J Street is a liberal Jewish Middle East lobbying group that calls itself “pro-Israel and pro-peace” and has become a target for pro-Israel conservatives in the United States and Israel. The anchors challenged Chikli, saying that J Street is an “important” group in the Diaspora and asking why he didn’t explain to J Street that the photo was misconstrued. (Chikli did reply to Lapid’s tweet with his explanation, writing that on the occasion of Israel’s 75th birthday, “we’re allowed to celebrate and be happy.”)

“It’s not an important organization, it’s hostile,” he said in his Kan appearance, citing J Street’s advocacy for the 2015 nuclear agreement with Iran, which Israeli governments have reviled. “It’s a hostile organization that harms the interests of the state of Israel.”

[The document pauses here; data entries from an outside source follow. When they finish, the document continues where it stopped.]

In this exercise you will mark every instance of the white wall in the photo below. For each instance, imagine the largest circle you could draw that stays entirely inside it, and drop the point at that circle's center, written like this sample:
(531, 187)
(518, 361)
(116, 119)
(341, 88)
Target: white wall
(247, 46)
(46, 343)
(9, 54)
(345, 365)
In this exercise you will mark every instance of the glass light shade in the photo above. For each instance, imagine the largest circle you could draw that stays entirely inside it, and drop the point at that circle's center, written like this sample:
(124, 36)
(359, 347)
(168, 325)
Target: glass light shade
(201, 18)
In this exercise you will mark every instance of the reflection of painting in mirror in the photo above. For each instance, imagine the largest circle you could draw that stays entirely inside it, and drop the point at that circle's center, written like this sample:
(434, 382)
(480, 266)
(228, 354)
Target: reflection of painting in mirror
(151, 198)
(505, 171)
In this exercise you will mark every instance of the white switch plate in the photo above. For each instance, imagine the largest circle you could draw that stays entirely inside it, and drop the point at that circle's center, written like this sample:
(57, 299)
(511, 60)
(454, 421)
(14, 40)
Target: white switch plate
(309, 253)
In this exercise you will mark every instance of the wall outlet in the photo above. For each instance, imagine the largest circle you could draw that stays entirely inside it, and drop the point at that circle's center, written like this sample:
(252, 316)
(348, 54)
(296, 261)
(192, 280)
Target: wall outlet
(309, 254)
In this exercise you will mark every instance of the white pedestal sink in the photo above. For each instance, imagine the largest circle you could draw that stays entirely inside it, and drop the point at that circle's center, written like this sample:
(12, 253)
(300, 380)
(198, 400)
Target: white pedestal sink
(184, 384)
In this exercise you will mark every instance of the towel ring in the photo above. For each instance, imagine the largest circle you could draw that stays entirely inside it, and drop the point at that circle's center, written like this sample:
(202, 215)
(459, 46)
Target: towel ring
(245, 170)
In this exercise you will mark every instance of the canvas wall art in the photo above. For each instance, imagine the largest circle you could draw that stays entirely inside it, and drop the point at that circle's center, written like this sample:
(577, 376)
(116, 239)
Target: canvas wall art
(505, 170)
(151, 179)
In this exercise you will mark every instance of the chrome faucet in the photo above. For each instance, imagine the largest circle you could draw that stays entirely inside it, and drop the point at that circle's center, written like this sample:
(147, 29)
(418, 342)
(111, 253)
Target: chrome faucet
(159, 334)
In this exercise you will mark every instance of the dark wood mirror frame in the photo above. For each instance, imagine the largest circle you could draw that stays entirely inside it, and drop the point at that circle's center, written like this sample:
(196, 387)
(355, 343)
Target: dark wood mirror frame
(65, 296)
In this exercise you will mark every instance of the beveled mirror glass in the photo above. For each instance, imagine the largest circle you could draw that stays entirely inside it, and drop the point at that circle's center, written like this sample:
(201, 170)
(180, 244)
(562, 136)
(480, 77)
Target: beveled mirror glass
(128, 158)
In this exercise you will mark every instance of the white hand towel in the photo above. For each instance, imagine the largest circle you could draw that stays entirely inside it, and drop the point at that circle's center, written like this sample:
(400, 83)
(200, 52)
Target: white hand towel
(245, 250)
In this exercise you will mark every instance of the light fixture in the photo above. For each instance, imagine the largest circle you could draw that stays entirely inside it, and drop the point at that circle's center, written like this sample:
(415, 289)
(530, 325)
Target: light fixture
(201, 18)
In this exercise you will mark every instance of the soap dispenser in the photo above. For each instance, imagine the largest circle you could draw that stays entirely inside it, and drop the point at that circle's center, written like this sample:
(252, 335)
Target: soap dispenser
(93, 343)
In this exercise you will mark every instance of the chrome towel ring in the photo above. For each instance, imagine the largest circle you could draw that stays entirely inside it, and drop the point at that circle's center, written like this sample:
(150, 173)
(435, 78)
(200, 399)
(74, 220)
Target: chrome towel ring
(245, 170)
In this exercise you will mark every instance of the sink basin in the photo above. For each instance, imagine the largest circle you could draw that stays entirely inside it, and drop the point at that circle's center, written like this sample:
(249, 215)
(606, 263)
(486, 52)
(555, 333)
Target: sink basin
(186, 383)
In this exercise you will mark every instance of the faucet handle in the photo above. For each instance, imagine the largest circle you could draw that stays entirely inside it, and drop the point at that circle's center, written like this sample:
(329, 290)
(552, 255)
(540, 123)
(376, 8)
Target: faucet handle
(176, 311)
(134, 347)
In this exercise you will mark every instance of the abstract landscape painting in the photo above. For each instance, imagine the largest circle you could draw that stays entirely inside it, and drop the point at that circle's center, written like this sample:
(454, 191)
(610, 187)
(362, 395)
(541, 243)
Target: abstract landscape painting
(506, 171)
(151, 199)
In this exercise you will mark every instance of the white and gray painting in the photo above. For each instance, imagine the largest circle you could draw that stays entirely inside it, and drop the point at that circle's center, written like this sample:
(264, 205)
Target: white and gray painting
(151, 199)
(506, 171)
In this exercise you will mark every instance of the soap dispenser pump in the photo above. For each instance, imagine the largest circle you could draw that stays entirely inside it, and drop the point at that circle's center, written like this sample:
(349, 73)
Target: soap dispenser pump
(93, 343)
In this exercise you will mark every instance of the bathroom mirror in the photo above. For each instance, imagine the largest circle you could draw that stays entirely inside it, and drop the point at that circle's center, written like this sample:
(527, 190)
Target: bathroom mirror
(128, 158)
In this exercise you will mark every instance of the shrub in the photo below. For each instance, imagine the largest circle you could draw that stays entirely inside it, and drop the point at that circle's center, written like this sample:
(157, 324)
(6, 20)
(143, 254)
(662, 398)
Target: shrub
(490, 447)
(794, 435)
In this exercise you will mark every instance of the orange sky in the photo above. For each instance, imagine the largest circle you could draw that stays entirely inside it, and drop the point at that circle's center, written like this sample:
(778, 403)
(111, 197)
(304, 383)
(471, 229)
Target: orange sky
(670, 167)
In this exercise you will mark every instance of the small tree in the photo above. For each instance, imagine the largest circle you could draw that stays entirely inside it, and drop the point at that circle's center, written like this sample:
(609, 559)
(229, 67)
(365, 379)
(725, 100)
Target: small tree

Chikli also criticized J Street for receiving funding from George Soros, the liberal Jewish billionaire megadonor who has become a bogeyman for political conservatives. He said, “I have no expectation of J Street, which George Soros funded with $1 million, there’s no turning to him.”

Soros has funded J Street and his charity, the Open Society Foundations, has in the past funded groups that are critical of and in some cases averse to Israel. Last month, Chikli tweeted, “Criticism of Soros – who finances the most hostile organizations to the Jewish people and the state of Israel is anything but anti-Semitism, quite the opposite!”

J Street said Chikli’s tenure has been “disastrous.” Chikli has drawn criticism since he was appointed late last year because of previous comments deriding the Reform movement and LGBTQ Jews.

“Comments like this show how deeply contemptuous this Israeli government is of the vast majority of American Jews, who reject their far-right, anti-democratic agenda,” J Street spokesman Logan Bayroff told the Jewish Telegraphic Agency. “It’s hard to imagine anyone doing a more disastrous job of ‘building ties with the diaspora’ than Amichai Chikli — who resorts to petty attacks and insults against anyone who has the backbone to stand up for fundamental Jewish and democratic values.”

Chikli’s spokesperson did not return a request for comment.